Al año siguiente de la Marcha de la Sal (que está muy bien recreada en la película) Lord Irwin, Virrey de la India, hizo un pacto con Gandhi. Se podría recolectar sal del mar solo para uso personal. El inglés celebró levantando su taza de té. Pero Gandhi, que además de ser un gran líder sabía lo que era bueno, simple y fundamental, pidió una limonada con una pizca de sal. Algo es algo.
En días de calor son salvadoras las ensaladas.
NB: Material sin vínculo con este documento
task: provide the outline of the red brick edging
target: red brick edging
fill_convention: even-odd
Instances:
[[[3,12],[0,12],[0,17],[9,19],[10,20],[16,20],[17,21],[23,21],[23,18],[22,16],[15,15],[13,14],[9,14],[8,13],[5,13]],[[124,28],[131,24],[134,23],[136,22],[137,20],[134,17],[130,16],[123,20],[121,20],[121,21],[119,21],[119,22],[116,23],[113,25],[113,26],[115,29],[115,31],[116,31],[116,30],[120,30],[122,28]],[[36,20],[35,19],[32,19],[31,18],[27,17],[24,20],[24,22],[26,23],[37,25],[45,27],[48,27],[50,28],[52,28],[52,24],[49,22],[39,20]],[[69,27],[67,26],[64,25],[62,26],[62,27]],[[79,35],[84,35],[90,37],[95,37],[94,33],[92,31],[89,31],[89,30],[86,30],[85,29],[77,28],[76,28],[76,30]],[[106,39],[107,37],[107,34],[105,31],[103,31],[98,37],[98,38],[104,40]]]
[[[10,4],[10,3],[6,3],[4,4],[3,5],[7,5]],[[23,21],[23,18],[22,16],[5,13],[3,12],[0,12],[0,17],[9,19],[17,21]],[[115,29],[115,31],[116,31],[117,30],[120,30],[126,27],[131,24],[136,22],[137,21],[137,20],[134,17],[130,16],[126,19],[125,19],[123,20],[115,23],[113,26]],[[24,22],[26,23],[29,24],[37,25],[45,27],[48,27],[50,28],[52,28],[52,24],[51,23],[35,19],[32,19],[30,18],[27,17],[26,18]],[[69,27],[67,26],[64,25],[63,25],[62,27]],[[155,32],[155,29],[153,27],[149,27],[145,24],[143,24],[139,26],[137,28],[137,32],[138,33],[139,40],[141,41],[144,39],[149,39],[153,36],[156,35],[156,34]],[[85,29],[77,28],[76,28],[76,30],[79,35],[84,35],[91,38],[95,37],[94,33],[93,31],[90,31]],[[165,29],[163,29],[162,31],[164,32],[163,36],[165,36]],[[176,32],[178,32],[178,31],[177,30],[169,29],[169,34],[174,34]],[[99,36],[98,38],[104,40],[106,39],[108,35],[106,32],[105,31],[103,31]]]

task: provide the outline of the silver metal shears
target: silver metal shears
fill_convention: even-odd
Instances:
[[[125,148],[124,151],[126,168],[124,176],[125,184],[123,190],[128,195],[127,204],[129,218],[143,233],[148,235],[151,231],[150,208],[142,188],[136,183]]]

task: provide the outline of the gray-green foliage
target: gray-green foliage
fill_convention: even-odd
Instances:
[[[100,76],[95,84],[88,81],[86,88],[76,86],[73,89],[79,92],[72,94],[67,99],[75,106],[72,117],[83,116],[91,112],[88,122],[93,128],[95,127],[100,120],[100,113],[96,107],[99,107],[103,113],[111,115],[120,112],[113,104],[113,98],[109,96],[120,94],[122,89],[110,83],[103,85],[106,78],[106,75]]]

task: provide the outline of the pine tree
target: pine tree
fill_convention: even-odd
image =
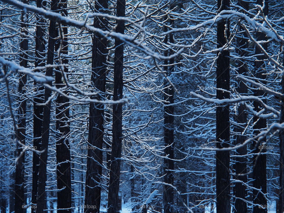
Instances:
[[[117,0],[116,7],[117,16],[125,16],[125,0]],[[116,33],[124,34],[124,21],[117,20]],[[123,87],[123,49],[124,42],[116,38],[114,41],[114,67],[113,100],[122,98]],[[118,206],[122,136],[122,104],[113,105],[112,112],[112,143],[109,175],[109,187],[108,196],[108,213],[117,213]]]
[[[230,9],[229,0],[218,0],[218,11]],[[217,27],[217,48],[221,48],[227,43],[229,36],[229,22],[223,20],[218,22]],[[226,27],[227,26],[227,28]],[[223,50],[217,52],[216,81],[216,97],[218,99],[230,98],[230,52]],[[229,146],[230,125],[229,104],[219,105],[216,109],[216,146],[222,148]],[[216,196],[217,213],[229,213],[230,204],[230,152],[217,151],[216,153]]]

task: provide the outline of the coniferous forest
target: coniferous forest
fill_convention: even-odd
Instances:
[[[1,0],[1,213],[284,212],[284,0]]]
Uno de las verduras que más se benefician de la sal son las endivias, que al recibir la ducha de granos salados varios sabores aparecen, que sin sal quedan ocultos en su amargor natural.
6 endivias medianas
100 g de nueces
1 durazno pelado en rodajas muy delgadas
1 taza de berros sin tallo
200 g de roquefort u otro queso azul
150 ml de leche
1 cucharadita de mostaza dijon
1 huevo duro
200ml de aceite de oliva
el jugo de un limón
Sal y pimienta
Para hacer el aliño. Ponga la leche y el queso en una olla y cocine a fuego bajo por unos 12 minutos. Una vez lista la mezcla, déjela enfriar y póngala en una licuadora. Mezcle hasta que se forme un puré muy suave. A continuación y con la licuadora andando añada un poco de sal, la mostaza, el huevo y luego el aceite de oliva, lentamente. Finalmente agregue el jugo de limón.